In this lesson, students will be introduced to the Standard Model, learning key vocabulary such as Fermions, Hadrons, Mesons, Baryons, Quarks, Leptons, particles, and anti-particles. In particular, students will come to understand what a neutrino is and why it is such a unique particle. This understanding connects to the IceCube Neutrino Observatory’s search for neutrinos in an effort to learn something new and different about the universe. (This lesson is ideal for an upper-level, i.e. AP or IB, Physics or Chemistry class)
- Understand the organization of the Standard Model.
- Correctly use relevant vocabulary such as fermion, hadron, lepton, quark, baryon, meson, particle, and anti-particle.
- Discuss why neutrinos are unique and how this serves as an advantage and disadvantage to the IceCube Neutrino Observatory.
(Note: This lesson is particularly relevant to the IB Physics curriculum, Subtopic 7.3)
Students should go to www.particleadventure.org and read the section on “The Standard Model” before coming to class. This will give students preview of the content.
- Review relevant vocabulary from the pre-reading, including fermions, hadrons, leptons, quarks, particles and anti-particles.
- Discuss how quarks can combine in certain ways to form new, more complex particles.
- Students explore ways of combining quarks using bit.ly/BuildaParticle.

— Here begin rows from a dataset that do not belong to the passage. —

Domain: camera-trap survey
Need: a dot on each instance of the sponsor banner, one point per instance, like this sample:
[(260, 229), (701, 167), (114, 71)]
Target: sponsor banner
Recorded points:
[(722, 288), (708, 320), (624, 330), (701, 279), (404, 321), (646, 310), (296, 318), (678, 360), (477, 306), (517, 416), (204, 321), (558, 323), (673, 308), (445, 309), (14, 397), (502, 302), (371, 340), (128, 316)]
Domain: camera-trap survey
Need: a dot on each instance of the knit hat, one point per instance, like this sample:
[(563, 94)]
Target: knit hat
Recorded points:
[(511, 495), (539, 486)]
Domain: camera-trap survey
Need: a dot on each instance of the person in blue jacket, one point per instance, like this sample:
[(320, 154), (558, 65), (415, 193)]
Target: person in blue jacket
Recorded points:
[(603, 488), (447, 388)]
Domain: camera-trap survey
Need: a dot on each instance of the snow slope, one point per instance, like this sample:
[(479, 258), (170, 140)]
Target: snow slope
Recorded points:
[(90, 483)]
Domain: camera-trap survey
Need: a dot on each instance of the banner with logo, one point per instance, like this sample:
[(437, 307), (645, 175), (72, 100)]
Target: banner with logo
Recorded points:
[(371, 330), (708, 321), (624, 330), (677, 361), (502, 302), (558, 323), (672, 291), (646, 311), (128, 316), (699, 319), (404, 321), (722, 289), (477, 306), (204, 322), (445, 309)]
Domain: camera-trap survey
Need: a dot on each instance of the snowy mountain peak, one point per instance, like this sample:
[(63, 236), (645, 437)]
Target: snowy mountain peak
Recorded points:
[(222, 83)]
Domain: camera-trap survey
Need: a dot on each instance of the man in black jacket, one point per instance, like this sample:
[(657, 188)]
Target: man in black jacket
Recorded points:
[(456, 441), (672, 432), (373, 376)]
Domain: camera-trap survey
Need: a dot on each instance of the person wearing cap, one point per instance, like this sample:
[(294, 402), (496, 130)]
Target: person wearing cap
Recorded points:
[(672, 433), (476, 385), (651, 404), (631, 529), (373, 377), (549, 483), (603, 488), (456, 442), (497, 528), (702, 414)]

They should record their findings (combination of quarks, was a particle created?, and, if so, the name of the particle) on the provided worksheet. This will help students begin to look for patterns as well become familiar with the names of various baryons and mesons. (see Worksheet: Build a Particle)
- After giving students time to explore, ask them to pull out patterns they see for mesons and baryons and record at the bottom of the provided worksheet.
- Discuss these patterns as a class. Students should have discovered that three particles or anti-particles can combined to form a baryon and a particle/anti-particle pair can combine to form a meson.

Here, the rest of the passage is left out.